Keywords

1 Introduction

Recently, there has been considerable focus on trying to extract relevant information from video content, rather than just the metadata [2, 8]. Understanding semantic content greatly improves access to video corpora through improved searching and ranking. Trying to extract relevant information using a single modality like the image or audio is prone to errors, either because of lack of accuracy of the processing algorithm or because of lack of underlying information in the modality under consideration. Fusing information from multiple modalities helps in providing more relevant results for video analytics. In this paper, we propose a novel way to integrate the information from a wide spectrum of information sources in a video. We will demonstrate our approach in two applications: ranking of videos in response to a search query, and clustering a corpus of videos based on semantic similarity.

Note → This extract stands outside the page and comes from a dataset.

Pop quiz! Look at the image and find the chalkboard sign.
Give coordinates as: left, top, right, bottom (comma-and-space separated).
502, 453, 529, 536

Even recent state-of-the-art techniques for video analytics either focus on extracting key frames from a video [7, 15] or provide a textual summary of the video [10]. Since these approaches rely on visual information only and also focus on key subjects in the frame, they miss out on much of the contextual information that could be provided by the audio and background text.

2 Approach

Our approach addresses the shortcomings of the current state of the art by utilizing the information available in all the modalities in a video, i.e. the individual frames, audio and text. To our knowledge, this is the first time that a technique has been proposed which combines such a wide spectrum of information sources. Each of the independent modules operates on the input video after which the outputs from each module is combined into a text-based data structure.

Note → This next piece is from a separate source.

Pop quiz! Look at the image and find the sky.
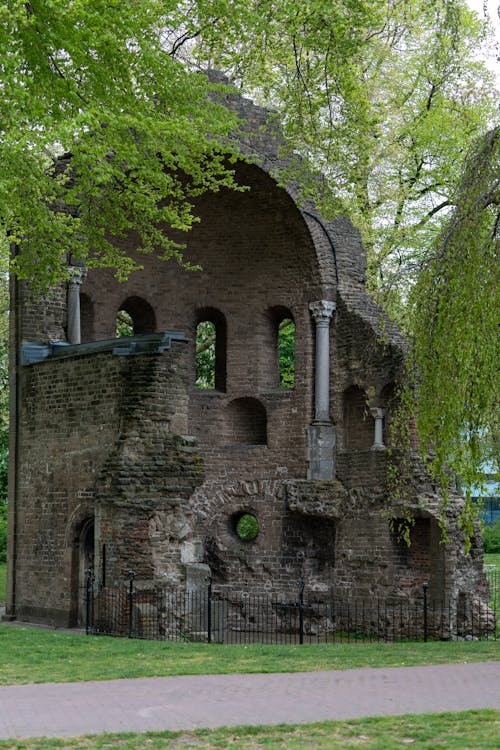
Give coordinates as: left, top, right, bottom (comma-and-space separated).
467, 0, 500, 84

We developed and tested the independent modules and will describe each of them in detail in this section.

2.1 Action Recognition

To recognize actions in videos, we combined deep learning based semantic segmentation approaches with recurrent neural networks. A high level overview of the bounding box detection network is given in Fig. 1. The first layers fulfill the function of semantic image segmentation. For this, we use the DeepLap-MSc-COCO-LargeFOV network provided by the University of California, Los Angeles [1]. Output activations from intermediate layers (as low level representation) as well as the pixel-wise output probabilities are fed into a long short-term memory (LSTM) layer [5]. The LSTM layer forms the recurrent part of the network and binds several frames together. The output of the network given a frame at time t therefore not only depends on the current frame, but also on previously read frames. At the top, a softmax output layer is used with cross-entropy training to recognize an action happening in the video frames.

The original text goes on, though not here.